Europee, così in Veneto Fratelli d’Italia ha spazzato via la Lega in 5 anni: ecco la mappa interattiva
L’onda verde della Lega spazzata via in un lustro da Fratelli d’Italia, l’onda blu. Il Veneto ha premiato il partito di Giorgia Meloni oltre le previsioni della vigilia: 37,5 per cento
Da terra promessa a paradiso perduto.
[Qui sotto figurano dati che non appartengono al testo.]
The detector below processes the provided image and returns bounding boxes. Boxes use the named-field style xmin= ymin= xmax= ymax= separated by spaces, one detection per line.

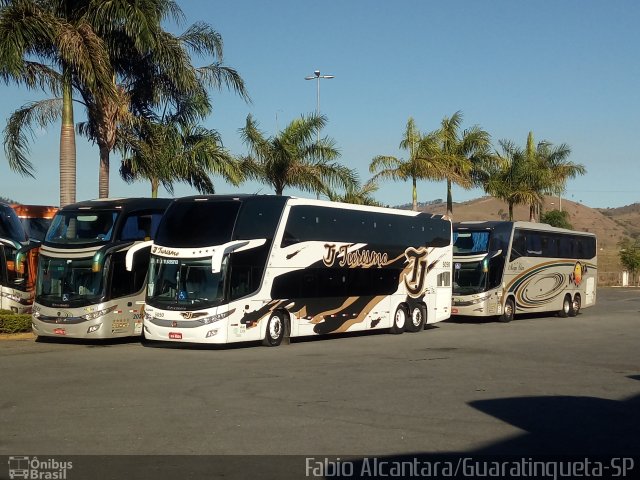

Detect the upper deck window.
xmin=45 ymin=210 xmax=119 ymax=245
xmin=155 ymin=201 xmax=241 ymax=248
Il Veneto a vocazione autonomista, incline a plebiscitare la Lega e il suo alfiere Luca Zaia in nome della “piccola patria padana”, si scopre sensibile al verbo statalista e tricolore premiando il partito di Giorgia Meloni oltre le previsioni della vigilia: un 37,5%, quello centrato da Fratelli d’Italia, in netta controtendenza rispetto al tributo versato dalle forze di governo al malessere che pervade l’Europa.
Dov’è finito allora il patrimonio elettorale del Carroccio, ridimensionato a poco più di 13 punti percentuali?
Retrocesso in terza posizione a Treviso città, dove il Pd torna primo partito, anche se non fino al 46% delle Europee 2014? Facile evocare l’onda vincente della destra, più intricato indagare le dinamiche di un voto scandito in primis dal crollo dell’affluenza (52,6% a fronte del 63,7 precedente), riflesso fedele del disincanto diffuso tra l’elettorato di riferimento e la base militante. Illusorio, al riguardo, segnalare un unico fattore di crisi.
Questa è un’infografica che si compone di due elementi, quello che vedete qui sotto è il 2019, per vedere il paragone con il 2024.è sufficiente cliccare sulla freccia nera subito qui sotto. Posizionando le dita (da mobile o tablet) o il cursore del mouse (da pc) sul ogni Comune appare il dato corrispondente
Le divisioni interne della Lega
A concorrere sono più circostanze, a cominciare dall’eterno duello che oppone correnti e anime rivali. Il colonnello salviniano Massimo Bitonci e il giovane segretario Alberto Stefani (pupillo del presidente della Camera Lorenzo Fontana); l’assessore Roberto “Bulldog” Marcato e il gruppone degli amministratori regionali; i bossiani irriducibili della Marca capitanati da Giancarlo Gobbo, spiazzati a loro volta dalla sortita del vecchio Senatur, autore di un clamoroso endorsement a Forza Italia.
Un clima tossico che ha indotto i litiganti a concentrare ogni energia nella lotta intestina, tra complotti e sgambetti.
Di certo, non ha giovato alla causa lo scarso appeal delle candidature, amplificato per contrasto dall’exploit di Roberto Vannacci (oltre 71 mila preferenze venete per lui), invano boicottato dall’ala zaiana.
Esulta anche il partito democratico
A sorridere, legittimamente, nell’altro schieramento, è anche il Partito democratico. Forti di una lista credibile e rappresentativa (Alessandro Zan, Alessandra Moretti, Andrea Zanoni, tra gli altri) i dem ai tempi di Elly Schlein sfiorano il 19%: è un esito sostanzialmente invariato rispetto del 2019 ma il segretario Andrea Martella ha buon gioco nel segnalare il progresso rispetto alle politiche e il primato cittadino conseguito a Venezia, Padova, e persino nella vetrina leghista di Treviso.
A festeggiare nelle città è in particolare l’Alleanza verdi e sinistra (che balza al 6%) che supera di slancio il Movimento Cinque Stelle (4,85%) penalizzato dal mancato radicamento sul territorio e tutt’altro che favorito dalla svolta spiccatamente sudista impressa da Giuseppe Conte.